Abbiamo deciso di rispondere pubblicamente, perché certe questioni non riguardano solo chi ha scritto: riguardano tutti. Lo facciamo in forma anonima, e abbiamo rielaborato i commenti per renderli più generali. Ma la sostanza è quella che ci avete scritto voi.
👇 Ecco le domande e le nostre risposte.
1️⃣ "Mio figlio ha bisogno di assistenza in rapporto 1:1. In un centro estivo privato chi deve pagare? Non posso obbligare il centro a pagare il suo assistente… o no?”
Un centro estivo privato deve accogliere l’iscrizione dei bambini e dei ragazzi con disabilità, e adottare ogni accomodamento ragionevole idoneo per permettere la loro piena partecipazione, senza chiedere alle loro famiglie di aggiungere una quota integrativa alla retta che è già prevista per il servizio. Anche nel caso in cui sia necessario un rapporto 1:1. Il rifiuto da parte del centro estivo di fornire il servizio o la richiesta alle famiglie di un pagamento ad hoc per l’assistenza costituisce una forma di discriminazione
2️⃣ “Tutto questo vale solo per i centri pubblici. Se non c’è personale, come fa un centro privato a gestire un bambino con disabilità? Soprattutto se necessita di assistenza in rapporto 1:1. Se non provvede il Comune il centro privato non può farsene carico, perché non ha le risorse”
No. Tutti gli enti gestori, pubblici o privati, sono tenuti a garantire ai bambini e ai ragazzi con disabilità la possibilità di partecipare alle attività in condizioni di pari opportunità rispetto agli altri.
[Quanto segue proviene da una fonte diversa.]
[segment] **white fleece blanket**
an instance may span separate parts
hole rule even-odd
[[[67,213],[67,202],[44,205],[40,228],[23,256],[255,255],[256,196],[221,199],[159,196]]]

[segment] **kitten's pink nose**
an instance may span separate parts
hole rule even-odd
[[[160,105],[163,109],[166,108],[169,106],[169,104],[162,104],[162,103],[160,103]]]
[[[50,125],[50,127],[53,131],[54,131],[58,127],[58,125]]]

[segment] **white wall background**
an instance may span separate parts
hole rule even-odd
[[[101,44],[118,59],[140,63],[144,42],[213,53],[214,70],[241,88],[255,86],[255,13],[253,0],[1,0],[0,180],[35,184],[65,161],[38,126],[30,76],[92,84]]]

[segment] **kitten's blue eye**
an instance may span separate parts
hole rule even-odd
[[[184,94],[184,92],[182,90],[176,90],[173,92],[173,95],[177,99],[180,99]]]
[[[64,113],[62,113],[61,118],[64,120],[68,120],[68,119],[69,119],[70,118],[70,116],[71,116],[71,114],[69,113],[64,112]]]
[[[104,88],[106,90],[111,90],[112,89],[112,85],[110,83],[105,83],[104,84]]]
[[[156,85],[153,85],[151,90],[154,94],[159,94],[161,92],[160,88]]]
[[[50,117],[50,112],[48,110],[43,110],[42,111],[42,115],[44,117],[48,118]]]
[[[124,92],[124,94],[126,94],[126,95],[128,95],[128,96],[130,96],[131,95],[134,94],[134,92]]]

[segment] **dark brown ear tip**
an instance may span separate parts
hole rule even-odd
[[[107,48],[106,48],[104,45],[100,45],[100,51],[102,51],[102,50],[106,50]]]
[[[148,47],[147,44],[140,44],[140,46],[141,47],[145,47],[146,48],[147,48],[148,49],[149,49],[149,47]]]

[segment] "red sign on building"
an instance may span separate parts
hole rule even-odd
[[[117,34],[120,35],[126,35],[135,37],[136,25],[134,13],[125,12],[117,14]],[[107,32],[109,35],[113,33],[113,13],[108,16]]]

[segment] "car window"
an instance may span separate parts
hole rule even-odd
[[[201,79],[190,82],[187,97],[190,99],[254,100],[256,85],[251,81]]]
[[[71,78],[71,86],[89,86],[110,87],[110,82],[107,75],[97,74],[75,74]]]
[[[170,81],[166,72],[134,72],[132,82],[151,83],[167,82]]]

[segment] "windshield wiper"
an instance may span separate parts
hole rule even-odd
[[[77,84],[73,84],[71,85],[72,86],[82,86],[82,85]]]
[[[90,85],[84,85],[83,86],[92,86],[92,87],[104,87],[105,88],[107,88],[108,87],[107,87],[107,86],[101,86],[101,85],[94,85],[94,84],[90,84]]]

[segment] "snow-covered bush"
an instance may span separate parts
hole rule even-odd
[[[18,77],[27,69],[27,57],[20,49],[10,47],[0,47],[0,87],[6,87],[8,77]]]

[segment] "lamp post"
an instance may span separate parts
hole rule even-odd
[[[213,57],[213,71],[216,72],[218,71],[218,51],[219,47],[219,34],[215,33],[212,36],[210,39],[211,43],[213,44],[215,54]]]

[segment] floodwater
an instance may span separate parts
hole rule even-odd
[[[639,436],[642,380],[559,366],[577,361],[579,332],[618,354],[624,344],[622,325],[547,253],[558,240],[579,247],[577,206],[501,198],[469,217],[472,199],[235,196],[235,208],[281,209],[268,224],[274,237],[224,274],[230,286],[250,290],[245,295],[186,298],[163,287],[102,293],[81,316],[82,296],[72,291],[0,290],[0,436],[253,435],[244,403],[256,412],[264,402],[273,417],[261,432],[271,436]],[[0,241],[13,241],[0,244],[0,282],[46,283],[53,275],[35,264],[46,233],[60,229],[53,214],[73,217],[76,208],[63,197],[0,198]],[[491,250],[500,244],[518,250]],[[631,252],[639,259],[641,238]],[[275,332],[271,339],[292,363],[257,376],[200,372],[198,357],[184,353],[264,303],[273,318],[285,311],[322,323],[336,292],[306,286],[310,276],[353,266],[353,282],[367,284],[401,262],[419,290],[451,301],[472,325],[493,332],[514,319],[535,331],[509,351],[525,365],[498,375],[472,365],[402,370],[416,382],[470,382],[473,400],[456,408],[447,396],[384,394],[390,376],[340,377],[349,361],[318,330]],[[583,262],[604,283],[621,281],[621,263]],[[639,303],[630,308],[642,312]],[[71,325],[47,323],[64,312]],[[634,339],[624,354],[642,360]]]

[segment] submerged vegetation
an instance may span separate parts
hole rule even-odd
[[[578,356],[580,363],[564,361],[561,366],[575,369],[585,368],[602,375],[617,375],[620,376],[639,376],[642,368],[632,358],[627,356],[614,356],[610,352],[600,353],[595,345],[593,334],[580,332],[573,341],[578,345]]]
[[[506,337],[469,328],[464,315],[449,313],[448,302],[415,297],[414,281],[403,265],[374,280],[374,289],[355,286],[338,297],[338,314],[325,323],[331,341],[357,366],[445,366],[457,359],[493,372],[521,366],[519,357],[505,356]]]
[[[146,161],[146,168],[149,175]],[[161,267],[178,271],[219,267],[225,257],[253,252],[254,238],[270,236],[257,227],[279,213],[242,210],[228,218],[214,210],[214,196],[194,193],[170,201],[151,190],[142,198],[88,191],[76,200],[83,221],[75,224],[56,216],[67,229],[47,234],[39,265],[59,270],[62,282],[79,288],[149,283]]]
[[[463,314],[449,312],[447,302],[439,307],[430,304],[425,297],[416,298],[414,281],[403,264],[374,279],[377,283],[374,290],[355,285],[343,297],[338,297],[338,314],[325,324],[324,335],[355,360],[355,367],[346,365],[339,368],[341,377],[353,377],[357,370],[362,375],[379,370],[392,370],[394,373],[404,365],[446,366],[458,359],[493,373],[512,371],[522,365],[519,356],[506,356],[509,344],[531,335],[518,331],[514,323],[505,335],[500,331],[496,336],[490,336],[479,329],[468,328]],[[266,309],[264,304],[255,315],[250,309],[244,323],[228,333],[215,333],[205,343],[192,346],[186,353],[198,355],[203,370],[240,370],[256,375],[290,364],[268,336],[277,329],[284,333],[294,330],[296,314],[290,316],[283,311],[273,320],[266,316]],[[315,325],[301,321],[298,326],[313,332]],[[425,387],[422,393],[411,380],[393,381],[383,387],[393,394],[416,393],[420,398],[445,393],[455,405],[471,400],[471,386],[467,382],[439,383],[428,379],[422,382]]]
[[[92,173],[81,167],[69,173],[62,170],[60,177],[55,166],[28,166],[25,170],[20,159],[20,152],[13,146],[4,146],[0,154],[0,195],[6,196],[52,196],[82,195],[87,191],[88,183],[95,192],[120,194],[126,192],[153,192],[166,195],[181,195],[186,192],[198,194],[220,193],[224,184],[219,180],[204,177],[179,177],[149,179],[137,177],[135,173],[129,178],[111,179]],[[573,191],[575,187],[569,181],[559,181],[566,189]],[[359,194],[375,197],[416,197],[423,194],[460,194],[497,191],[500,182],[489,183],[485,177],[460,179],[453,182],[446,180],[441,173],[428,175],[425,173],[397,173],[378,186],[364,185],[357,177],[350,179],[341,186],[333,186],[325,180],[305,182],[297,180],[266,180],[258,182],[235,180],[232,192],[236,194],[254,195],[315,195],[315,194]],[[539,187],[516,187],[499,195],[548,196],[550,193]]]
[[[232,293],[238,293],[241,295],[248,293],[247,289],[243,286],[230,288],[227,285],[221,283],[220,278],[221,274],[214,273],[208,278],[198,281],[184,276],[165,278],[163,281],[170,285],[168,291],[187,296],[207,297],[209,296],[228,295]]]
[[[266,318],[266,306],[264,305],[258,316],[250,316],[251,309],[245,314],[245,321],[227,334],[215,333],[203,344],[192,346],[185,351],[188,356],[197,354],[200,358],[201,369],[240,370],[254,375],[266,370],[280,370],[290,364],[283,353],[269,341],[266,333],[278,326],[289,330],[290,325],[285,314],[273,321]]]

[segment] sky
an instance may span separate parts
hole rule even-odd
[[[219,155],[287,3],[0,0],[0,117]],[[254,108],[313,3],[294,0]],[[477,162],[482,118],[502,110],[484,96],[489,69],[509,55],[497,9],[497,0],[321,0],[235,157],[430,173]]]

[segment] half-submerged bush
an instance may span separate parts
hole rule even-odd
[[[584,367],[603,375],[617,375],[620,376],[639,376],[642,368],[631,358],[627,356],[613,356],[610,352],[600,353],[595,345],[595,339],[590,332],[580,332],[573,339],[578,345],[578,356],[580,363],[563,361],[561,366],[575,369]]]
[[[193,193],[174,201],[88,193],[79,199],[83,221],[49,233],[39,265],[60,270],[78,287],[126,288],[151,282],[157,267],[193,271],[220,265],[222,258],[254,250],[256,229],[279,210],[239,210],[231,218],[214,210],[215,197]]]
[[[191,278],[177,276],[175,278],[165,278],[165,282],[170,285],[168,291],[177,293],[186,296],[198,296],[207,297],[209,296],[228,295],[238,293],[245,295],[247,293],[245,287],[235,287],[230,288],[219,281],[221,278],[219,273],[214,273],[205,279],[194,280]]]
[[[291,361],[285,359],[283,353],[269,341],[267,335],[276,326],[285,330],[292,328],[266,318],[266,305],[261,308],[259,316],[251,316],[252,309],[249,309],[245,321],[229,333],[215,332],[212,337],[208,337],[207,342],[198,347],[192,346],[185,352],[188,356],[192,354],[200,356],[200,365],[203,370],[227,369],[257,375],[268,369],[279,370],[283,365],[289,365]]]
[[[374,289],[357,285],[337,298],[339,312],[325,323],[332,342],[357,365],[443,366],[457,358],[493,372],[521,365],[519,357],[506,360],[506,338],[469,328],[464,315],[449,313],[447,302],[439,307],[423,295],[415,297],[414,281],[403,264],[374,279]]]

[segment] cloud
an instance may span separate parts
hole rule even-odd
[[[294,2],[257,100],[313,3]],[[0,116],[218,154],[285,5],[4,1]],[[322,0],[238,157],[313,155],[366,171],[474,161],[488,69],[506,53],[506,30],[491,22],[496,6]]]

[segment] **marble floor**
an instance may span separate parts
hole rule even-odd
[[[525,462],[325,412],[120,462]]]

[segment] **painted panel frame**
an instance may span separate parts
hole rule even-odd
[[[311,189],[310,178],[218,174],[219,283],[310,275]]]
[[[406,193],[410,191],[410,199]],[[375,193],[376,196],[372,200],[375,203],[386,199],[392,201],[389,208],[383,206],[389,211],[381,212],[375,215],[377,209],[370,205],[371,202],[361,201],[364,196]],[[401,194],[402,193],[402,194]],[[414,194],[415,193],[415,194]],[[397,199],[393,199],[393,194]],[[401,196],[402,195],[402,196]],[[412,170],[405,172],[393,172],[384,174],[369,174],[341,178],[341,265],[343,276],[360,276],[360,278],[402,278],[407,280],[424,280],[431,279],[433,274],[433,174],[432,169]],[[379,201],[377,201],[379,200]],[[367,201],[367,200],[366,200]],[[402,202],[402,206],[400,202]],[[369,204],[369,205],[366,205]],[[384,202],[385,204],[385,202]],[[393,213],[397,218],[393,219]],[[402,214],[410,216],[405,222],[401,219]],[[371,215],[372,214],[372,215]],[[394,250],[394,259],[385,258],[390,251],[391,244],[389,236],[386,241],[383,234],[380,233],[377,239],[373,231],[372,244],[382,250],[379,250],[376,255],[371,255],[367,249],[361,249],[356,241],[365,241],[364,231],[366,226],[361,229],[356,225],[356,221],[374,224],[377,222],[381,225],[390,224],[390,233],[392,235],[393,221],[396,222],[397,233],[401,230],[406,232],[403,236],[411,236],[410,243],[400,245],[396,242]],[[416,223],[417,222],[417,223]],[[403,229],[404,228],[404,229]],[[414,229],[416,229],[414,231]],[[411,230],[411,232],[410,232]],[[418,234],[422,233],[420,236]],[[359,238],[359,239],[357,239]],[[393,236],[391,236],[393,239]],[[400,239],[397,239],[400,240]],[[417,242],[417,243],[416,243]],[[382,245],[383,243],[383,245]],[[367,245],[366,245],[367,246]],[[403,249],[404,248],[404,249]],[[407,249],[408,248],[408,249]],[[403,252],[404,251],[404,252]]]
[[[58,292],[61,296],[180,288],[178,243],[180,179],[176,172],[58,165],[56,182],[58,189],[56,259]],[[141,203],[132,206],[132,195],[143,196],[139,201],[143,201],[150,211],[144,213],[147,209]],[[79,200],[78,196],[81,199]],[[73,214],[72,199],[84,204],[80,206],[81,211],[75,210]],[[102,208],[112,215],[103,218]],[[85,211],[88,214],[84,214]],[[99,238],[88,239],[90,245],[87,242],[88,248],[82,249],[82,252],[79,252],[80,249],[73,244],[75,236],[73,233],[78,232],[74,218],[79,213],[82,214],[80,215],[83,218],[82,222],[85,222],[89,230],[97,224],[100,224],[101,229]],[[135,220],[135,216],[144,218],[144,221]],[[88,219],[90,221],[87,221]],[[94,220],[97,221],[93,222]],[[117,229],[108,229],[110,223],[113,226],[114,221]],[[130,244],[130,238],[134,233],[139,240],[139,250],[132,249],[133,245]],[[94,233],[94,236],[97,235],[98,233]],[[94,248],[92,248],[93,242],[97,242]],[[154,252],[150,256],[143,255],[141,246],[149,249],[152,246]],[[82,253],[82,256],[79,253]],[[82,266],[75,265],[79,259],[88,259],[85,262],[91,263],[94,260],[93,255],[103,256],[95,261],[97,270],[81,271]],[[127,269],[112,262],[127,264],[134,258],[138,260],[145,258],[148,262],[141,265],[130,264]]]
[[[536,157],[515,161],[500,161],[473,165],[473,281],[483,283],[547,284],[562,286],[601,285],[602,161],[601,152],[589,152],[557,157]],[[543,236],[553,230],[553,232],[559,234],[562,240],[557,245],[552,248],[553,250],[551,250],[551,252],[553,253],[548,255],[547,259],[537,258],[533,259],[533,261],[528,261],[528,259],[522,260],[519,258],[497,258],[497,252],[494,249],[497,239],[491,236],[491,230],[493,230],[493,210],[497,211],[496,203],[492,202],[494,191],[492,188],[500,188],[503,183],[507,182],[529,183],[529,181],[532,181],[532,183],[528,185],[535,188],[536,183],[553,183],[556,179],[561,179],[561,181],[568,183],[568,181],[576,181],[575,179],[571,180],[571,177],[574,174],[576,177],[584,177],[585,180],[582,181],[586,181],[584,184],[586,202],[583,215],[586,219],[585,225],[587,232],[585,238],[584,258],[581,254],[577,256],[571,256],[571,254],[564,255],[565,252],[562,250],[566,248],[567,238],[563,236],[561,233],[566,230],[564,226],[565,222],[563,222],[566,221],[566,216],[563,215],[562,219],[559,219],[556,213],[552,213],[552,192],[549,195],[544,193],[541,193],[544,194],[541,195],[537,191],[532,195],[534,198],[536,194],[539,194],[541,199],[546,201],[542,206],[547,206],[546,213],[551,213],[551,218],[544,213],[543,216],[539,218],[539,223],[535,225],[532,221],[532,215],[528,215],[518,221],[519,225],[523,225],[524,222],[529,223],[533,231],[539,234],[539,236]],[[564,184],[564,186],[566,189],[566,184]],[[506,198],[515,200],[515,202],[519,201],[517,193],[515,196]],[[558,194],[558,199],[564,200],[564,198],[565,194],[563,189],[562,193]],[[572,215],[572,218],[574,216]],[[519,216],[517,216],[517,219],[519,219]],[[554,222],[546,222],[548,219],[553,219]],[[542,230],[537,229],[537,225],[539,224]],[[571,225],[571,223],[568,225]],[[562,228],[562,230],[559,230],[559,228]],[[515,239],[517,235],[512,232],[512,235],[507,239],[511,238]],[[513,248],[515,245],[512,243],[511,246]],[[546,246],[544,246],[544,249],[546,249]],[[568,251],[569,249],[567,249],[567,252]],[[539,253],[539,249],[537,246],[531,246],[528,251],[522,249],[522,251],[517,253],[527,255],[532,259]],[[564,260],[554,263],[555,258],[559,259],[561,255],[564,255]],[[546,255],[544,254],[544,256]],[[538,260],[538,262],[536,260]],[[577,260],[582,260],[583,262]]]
In questi anni abbiamo ricevuto diverse segnalazioni da parte di famiglie alle quali i gestori di centri estivi privati avevano indicato di rivolgersi al Comune per ottenere la copertura dei costi dell’assistenza educativa.
Si tratta però di una pratica scorretta: il fatto che il Comune possa intervenire con contributi o forme di sostegno, in un’ottica di collaborazione e sussidiarietà, non sposta la responsabilità del servizio al Comune o alla famiglia. Resta infatti l’ente gestore del centro estivo il soggetto tenuto a garantire l’accesso e la partecipazione del minore con disabilità, predisponendo gli accomodamenti necessari, compresa l’assistenza educativa quando richiesta dalla situazione concreta.
Nei casi di esclusione, richiesta di costi aggiuntivi o rifiuto di attivare il supporto necessario, le famiglie possono rivolgersi al Centro Antidiscriminazione Franco Bomprezzi per ricevere supporto e valutare eventuali azioni di tutela nei confronti dell’ente gestore del centro estivo.
3️⃣ “I Comuni devono farsi carico del costo dell’educatore se il centro estivo è gestito dall’oratorio o da un privato?”
Il Comune può prevedere forme di sostegno o contributi per favorire la partecipazione dei minori con disabilità anche ai centri estivi privati o degli oratori. Tuttavia, questo non significa che la responsabilità dell’assistenza educativa ricada esclusivamente sul Comune.
I gestori privati sono tenuti a garantire la partecipazione dei bambini e dei ragazzi con disabilità in condizioni di pari opportunità, predisponendo i supporti necessari sulla base dei bisogni della persona.
4️⃣ “Posso usare le risorse della Misura B2 per pagare l’assistenza a mio figlio che frequenta un centro estivo?”
Dipende da come è stato costruito il progetto individuale previsto dalla Misura B2. In alcuni casi le risorse possono essere utilizzate anche per sostenere la partecipazione al centro estivo, ad esempio coprendo interventi educativi o di assistenza.
È però importante ricordare che la responsabilità di garantire l’accesso e la partecipazione del minore con disabilità resta in capo all’ente gestore del centro estivo e non può essere scaricata sulla famiglia.